When studying with Christine Zoller @ ECUtextiles, I started collecting beads when I saw how many beads she had. I never saw all of her stash but when she said she had a room for her beads I was impressed and knew I needed to step-up my game. In 2018 I was a visiting artist in New Orleans with Desmond Melancon, Big Chief of the Young Seminole Hunters. When I visited his home studio and saw his collection and organization of beads, I was amazed. My collection of beads is modest compared to both Christine and Big Chief. I have then organized by color on a 4-shelf unit in my living room next to my beading work desk.

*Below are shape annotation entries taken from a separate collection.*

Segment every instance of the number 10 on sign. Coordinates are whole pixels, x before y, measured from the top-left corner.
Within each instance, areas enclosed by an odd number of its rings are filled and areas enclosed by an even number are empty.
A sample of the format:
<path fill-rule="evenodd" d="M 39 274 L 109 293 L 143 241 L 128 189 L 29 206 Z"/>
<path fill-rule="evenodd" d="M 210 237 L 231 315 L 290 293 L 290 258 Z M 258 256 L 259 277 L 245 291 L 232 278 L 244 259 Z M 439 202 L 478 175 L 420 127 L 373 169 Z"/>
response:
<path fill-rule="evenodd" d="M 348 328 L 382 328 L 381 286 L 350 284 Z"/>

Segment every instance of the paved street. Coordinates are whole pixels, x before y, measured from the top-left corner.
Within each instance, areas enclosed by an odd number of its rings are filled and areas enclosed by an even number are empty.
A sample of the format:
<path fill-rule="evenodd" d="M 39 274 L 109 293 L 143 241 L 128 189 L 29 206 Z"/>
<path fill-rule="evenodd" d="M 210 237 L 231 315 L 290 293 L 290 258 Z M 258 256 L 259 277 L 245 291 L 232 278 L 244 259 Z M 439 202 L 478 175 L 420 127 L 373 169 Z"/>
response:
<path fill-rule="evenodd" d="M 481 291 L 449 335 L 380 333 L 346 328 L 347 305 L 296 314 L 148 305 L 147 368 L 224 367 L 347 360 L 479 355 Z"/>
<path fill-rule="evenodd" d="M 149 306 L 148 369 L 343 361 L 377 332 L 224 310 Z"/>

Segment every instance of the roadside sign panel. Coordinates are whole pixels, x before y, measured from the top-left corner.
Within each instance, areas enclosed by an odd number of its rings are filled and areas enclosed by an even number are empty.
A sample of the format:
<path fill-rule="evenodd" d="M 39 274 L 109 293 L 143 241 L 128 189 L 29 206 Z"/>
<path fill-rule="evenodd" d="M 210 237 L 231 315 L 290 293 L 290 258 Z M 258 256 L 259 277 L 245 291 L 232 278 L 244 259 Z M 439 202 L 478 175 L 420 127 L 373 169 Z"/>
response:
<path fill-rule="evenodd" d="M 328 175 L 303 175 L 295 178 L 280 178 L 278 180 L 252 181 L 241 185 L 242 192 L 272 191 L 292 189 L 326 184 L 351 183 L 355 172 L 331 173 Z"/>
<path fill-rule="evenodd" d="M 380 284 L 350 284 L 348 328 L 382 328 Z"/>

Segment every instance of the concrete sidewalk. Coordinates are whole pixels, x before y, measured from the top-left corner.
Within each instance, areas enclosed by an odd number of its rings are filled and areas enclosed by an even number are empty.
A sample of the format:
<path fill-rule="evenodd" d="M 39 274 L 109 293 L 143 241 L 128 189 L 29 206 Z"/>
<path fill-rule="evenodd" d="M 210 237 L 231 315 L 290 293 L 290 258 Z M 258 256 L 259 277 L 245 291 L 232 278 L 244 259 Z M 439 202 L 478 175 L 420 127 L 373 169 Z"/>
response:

With my home studio in chaos, my sewing room trashed, no space to do embroidery or oil painting and the pandemic raging, I felt depression swirling around me. I was in danger of falling down The Blues rabbit hole of loneliness, despair and feelings of being a motherless child since the death of my momma. Looking around while crying tears from the stress of feeling overwhelmed, I saw my neatly organized collection of glass seed beads. It’s not much in terms of quantity but opening the plastic bins of colored beads helped me realize that I could survive this pandemic. I hadn’t done bead weaving since a cousin and childhood friend and I had fallen out over my beading. The pain of the drama had caused me to neatly pack up my bead weaving supplies and set them aside. The joy from Kumihimo beading was gone!

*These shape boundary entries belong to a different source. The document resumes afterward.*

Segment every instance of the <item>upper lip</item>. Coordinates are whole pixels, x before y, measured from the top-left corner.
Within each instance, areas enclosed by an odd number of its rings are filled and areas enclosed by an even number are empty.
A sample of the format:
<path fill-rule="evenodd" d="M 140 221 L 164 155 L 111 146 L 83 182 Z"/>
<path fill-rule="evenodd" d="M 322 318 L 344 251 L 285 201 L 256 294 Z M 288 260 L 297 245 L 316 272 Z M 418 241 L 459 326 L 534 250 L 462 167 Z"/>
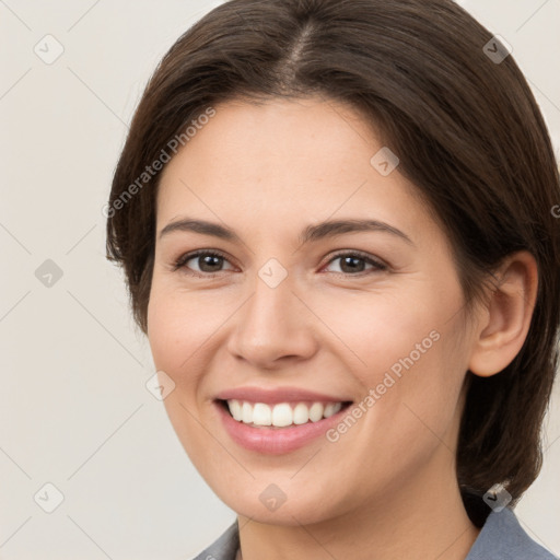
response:
<path fill-rule="evenodd" d="M 289 401 L 305 401 L 313 402 L 347 402 L 351 399 L 334 397 L 323 393 L 306 390 L 298 387 L 277 387 L 277 388 L 262 388 L 262 387 L 235 387 L 232 389 L 222 390 L 215 396 L 219 400 L 247 400 L 249 402 L 266 402 L 278 404 Z"/>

However, in these quarantine circumstances with the blessings of Divine Mercy what was lost is resurrected and made new. My little stash of glass seed beads helps me to relax and focus on being kind to myself. In turn I have energy to demonstrate love and friendship to others. In the two months of quarantine, I’m reconnecting with my childhood association with glass seed beads. We never had many beads on Down East Tusky land because historically you had to have sex with the traders to acquire beads. What seed beads that were available during my childhood we used for bead embroidery and crochet beading. Now that I’m living in lock down, I’m falling in love with Kumihimo braiding with beads because it’s something that I can do in the middle of the night or early in the morning. I rarely sleep all night. When I wake instead of stressing about having little money and being isolated at home, I can sit up in bed and start beading. Kumihimo is self-contained once you set up the form board. It’s ideal for starting and stopping and working on the fly. It requires focus, attention to details and it’s relaxing.

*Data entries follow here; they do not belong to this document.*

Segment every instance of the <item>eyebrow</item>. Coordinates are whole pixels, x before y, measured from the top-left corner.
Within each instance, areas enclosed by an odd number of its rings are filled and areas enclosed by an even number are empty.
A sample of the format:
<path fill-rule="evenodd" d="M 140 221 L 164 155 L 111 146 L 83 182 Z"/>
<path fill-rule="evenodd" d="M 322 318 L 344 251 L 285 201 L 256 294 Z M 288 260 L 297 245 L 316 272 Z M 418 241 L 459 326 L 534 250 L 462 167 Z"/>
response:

My quarantine beaded necklace patterns are born from using what I have to create something new. My goal is to make accessories for my regalia until I’m able to sew. Now my niece, Allison Lowery, wants to learn. I’m the proud auntie to Allison and Chana Smith. My necklaces are meant to honor calmness and inner peace during difficult circumstances. There are three versions, the white necklace is called Something New, so I can remember my grandmother’s teaching that each sunrise is a new beginning. The candy stripe lavender and white I call Algonquin Dreams to remind me to hold on to my ancestral heritage and don’t let myself get dead in this pandemic. The purple necklace which is a different pattern is called Purple Love. It’s meant to help me meditate on love and kindness to others.